As a continued effort to establish a robust OCTET platform for characterization of mAb biotherapeutics and associated biosimilars, a test panel is now being established to test mAb interaction/binding with FcƴRI, FcƴRIIa, FcƴRIIb/c, FcƴRIIIa, FcƴRIIIb and FcRN.
BiaCore is a registered trademark of GE Healthcare Bio-Sciences AB. OCTET is a registered trademark of ForteBio
Acknowledgements: I would like to acknowledge the invaluable work and contributions of the members of my team, especially Tiffany Walker, M.S. and Dan Papa, Ph.D.

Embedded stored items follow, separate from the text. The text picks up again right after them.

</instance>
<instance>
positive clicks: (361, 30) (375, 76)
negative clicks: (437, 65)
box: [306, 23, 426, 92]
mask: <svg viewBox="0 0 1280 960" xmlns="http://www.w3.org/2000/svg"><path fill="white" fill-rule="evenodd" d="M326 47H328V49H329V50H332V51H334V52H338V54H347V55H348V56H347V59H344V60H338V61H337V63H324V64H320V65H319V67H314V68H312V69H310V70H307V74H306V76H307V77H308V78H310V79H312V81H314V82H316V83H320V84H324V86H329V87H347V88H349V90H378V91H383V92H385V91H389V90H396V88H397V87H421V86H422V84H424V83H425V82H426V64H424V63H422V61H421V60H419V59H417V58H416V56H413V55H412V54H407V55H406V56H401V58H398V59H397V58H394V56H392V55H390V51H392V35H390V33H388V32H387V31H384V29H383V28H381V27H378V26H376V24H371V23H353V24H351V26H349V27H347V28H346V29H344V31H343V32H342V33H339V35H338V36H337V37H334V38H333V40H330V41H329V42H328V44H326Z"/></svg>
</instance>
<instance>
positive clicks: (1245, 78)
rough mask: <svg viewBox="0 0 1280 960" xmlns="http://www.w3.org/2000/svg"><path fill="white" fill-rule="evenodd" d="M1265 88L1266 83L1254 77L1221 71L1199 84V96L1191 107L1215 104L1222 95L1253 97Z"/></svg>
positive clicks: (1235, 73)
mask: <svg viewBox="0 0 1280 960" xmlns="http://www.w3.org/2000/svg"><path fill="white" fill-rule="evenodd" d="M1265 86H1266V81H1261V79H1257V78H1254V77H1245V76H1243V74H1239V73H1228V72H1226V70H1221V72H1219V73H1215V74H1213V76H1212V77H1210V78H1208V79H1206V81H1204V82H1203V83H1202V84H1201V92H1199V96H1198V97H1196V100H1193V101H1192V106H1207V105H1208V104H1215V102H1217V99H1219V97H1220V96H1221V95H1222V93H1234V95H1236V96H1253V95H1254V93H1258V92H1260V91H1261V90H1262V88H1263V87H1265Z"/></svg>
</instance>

Dr. Sadick is presently a senior manager at Catalent Pharma Solutions in Kansas City, MO, in the Large Molecule Analytical Chemistry (LMAC) department, overseeing and leading the development, growth and maturation of the Biopharmaceutical Characterization group (Bioassay, ELISA, Binding Kinetics and Molecular Biology). He has worked at Catalent Pharma Solutions, and before that, Aptuit, Inc, since 2007. Prior to that, Michael had been recruited to Eli Lilly and Co. as a Research Advisor in 2001 to help lead biotechnology efforts, leading the Bioassay Groups, Molecular Biology and Virology in support of Phase I-III projects, as well as providing guidance for commercial bioassay testing, all on a global level, working with FDA and EMEA regulatory agencies. Before his tenure at Eli Lilly, Michael worked for 10 years (1991 – 2001) at Genentech in South San Francisco. For five years he supported immunochemistry (PAGE and ELISA) and cell-based bioassays for research and discovery efforts, including bioassay development and support. During his latter 5 years at Genentech, Michael took a position of Senior Scientist in the Bioassay Group supporting Pharmaceutical Science efforts (Phases I – III). Dr. Sadick has an extensive background in cellular biology, cellular immunology and receptor signaling, molecular biology and biochemistry. He received his MS and Ph.D. in immunology from University of Washington in Seattle, and his BA in biology from Johns Hopkins, in Baltimore. He worked as research faculty at UCSF Medical Center for five years, characterizing many of the cellular responses which arise during progressive or resolving Leishmania infection. He was integral to some of the original characterizations of the roles TH1 or TH2 T cell responses in in vivo models of immune response and infection.